In most studies investigating DNET, GTR is considered a major prognostic factor [2, 22, 29, 30]. In one study, GTR led to seizure freedom in 87% of cases, whereas STR yielded only 55% of seizure-free patients [31]. Interestingly, in our study, the multivariate analysis revealed that the presence of SLs was the most significant variable affecting the seizure outcome, surpassing the effect of GTR. It is intriguing that seizure recurrence occurred despite the complete removal of the tumor (and no tumor recurrence). Therefore, GTR is crucial for tumor control; however, for seizure control, more than GTR is required. This result suggests that the presence of SLs is also associated with epileptogenicity.

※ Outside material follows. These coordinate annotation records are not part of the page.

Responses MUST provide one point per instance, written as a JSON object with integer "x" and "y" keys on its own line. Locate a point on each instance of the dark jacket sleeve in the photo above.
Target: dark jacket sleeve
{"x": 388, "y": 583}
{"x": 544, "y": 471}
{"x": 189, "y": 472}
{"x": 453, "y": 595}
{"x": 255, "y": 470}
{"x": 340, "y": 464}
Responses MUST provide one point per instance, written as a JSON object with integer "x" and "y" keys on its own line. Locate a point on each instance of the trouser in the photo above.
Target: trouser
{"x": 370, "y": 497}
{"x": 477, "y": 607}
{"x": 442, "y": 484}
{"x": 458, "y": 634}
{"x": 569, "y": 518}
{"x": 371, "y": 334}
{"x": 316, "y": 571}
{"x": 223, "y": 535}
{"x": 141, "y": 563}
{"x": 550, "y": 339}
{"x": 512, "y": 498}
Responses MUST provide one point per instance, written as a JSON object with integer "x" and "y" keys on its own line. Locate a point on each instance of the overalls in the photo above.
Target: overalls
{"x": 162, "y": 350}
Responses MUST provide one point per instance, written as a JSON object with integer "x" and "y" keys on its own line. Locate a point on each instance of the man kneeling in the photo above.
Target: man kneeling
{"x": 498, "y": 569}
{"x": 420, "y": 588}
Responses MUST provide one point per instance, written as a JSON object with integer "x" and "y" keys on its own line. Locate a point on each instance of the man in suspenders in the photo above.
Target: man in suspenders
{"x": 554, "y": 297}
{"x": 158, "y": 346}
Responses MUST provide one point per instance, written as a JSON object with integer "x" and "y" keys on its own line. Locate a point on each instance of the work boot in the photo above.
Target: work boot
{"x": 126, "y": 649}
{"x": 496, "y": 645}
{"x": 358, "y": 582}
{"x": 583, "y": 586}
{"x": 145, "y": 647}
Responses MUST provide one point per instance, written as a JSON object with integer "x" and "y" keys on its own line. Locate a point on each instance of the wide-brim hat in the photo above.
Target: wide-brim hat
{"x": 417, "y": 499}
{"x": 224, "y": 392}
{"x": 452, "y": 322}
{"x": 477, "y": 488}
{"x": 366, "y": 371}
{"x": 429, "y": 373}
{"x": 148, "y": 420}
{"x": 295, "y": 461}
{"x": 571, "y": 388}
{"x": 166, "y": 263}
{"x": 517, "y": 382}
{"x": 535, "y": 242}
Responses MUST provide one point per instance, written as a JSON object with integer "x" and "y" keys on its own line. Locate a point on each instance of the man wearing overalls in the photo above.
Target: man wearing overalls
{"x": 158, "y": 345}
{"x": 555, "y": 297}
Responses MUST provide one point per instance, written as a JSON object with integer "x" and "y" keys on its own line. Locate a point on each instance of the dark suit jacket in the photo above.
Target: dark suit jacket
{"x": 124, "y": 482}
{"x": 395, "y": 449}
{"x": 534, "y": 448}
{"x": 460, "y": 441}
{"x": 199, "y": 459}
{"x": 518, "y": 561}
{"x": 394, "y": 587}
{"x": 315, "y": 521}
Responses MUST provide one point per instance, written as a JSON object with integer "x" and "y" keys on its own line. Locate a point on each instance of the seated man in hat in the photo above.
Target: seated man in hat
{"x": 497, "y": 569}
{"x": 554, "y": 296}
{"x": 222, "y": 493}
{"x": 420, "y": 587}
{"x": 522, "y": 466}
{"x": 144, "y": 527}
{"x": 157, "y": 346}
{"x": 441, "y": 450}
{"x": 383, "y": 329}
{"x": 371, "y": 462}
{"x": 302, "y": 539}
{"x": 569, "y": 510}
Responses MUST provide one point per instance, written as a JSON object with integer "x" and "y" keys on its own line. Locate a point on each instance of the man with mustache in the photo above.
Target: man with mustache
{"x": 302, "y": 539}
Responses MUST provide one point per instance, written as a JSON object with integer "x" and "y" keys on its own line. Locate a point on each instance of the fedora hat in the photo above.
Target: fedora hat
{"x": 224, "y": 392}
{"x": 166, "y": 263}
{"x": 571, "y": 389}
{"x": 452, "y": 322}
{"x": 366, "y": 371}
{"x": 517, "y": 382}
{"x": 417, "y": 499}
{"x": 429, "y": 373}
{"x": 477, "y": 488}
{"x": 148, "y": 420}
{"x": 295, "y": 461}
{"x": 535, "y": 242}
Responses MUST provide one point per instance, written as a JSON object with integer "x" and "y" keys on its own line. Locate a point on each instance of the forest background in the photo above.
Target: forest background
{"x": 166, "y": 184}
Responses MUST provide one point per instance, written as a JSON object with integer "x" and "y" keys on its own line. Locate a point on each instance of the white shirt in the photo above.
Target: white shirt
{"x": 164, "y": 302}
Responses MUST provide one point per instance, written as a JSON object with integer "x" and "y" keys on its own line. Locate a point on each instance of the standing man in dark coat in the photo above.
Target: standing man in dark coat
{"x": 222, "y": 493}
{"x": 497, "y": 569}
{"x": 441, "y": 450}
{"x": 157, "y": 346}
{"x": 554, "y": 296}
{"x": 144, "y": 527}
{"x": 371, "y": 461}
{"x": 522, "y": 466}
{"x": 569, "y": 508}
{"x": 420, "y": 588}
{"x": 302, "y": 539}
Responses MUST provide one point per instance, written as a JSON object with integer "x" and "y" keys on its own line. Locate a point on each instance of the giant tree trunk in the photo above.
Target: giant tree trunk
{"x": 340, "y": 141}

Focal cortical dysplasia (FCD) is frequently reported as an associated pathology in DNET and is noted in 54% of cases in larger series [32], and the optimal surgical strategy for DNET between lesionectomy and extended cortical resection has long been controversial [33, 34]. Hence, the correlation among the radiological features of DNET, FCD and surgical outcome has been examined. Chassoux et al. [23]. proposed MRI-based three-tier classification of DNET and reported that a dysplasia-like lesion with T1 iso-/hypo-intensity and gray-white matter blurring was associated with the presence of FCD and poor seizure outcome. Furthermore, Palmini et al. [35] posed the possibility of ictal-onset zones that are apparently more extensive than the tumor in DNET. These analyses are mainly related to MRI signals and the characteristics of the tumor margins; however, the concept of SLs was not considered in these studies. If the presence of SLs reflects more extensive abnormalities surrounding the DNET, extended resection using invasive studies, electrocorticograms or intraoperative ultrasonography may be helpful for seizure control.

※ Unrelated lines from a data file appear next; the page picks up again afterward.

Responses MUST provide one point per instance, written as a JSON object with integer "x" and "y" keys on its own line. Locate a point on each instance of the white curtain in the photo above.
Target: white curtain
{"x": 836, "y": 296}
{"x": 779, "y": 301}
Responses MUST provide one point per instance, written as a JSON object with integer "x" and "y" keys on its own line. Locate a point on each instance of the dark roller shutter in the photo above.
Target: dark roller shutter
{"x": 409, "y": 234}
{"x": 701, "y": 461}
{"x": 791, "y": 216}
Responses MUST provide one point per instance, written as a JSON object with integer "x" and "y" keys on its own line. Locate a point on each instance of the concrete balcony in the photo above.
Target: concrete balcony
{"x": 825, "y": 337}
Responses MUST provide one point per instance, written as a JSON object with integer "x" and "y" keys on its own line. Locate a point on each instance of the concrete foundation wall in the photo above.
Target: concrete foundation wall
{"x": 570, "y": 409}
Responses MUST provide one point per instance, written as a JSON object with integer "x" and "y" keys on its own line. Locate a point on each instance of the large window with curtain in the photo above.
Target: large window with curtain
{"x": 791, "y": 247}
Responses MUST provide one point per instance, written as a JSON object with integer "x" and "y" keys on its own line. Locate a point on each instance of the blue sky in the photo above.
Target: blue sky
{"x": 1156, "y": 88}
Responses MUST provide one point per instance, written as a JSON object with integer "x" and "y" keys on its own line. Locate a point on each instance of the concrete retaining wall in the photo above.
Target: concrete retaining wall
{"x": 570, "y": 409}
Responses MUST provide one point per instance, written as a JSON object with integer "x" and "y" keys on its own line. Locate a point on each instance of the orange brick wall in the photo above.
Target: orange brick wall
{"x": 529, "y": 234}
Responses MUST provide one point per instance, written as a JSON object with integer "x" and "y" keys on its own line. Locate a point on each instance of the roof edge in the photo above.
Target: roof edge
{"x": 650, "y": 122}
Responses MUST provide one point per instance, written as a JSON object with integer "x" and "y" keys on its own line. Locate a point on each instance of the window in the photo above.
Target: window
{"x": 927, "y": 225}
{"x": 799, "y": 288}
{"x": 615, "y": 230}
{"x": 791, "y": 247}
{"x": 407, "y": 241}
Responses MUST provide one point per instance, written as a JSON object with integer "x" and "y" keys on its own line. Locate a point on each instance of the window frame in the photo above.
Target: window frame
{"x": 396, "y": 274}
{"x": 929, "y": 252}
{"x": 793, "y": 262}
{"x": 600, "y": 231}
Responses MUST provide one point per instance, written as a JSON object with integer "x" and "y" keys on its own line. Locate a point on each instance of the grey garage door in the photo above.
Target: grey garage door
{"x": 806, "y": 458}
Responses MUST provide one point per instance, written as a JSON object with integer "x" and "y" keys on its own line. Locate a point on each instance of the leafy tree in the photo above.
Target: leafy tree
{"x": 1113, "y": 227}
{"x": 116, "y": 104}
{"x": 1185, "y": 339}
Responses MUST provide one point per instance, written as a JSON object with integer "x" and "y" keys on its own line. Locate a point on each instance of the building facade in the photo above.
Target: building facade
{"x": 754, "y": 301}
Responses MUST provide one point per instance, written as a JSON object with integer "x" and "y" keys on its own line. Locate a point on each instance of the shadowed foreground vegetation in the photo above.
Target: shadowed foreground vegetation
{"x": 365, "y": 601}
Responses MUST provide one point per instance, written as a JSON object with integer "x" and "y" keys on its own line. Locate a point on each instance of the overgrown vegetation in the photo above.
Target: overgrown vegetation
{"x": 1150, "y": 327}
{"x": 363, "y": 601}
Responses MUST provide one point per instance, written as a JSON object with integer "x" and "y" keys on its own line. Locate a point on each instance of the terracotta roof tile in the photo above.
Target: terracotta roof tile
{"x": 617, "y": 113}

The multifocal development of tumors in the region of cortical dysgenesis may underlie DNET pathogenesis. Recent genetic analyses revealed that somatic alterations of the fibroblast growth factor receptor 1 (FGFR1) gene is a recurrent event in the pathogenesis of DNET [36, 37]. FGFR1 is an upstream receptor tyrosine kinase regulating the RAS-RAF-MAPK signaling, the canonical pathway in pediatric low-grade gliomas [38]. Interestingly, recent researches indicated that somatic alterations of PI3K-AKT-mTOR pathway, another downstream cascade of FGFR1, underlie FCD and hemimegalencephaly [39, 40]. Therefore, further studies exploring molecular data from DNET patients could unravel the pathogenesis of DNET, SL, and FCD.

Conclusion

A substantial portion of DNET patients present with SLs, and SLs are major obstacles to achieving GTR. Complete resection, including of both the main mass and SLs, is most important for tumor control, and > 90% of patients with GTR attain long-term tumor PFS. Nevertheless, seizure control is more strongly affected by the presence of SLs than by GTR. This result suggests that SLs may be a separate tumor arising from the background of cortical dysgenesis.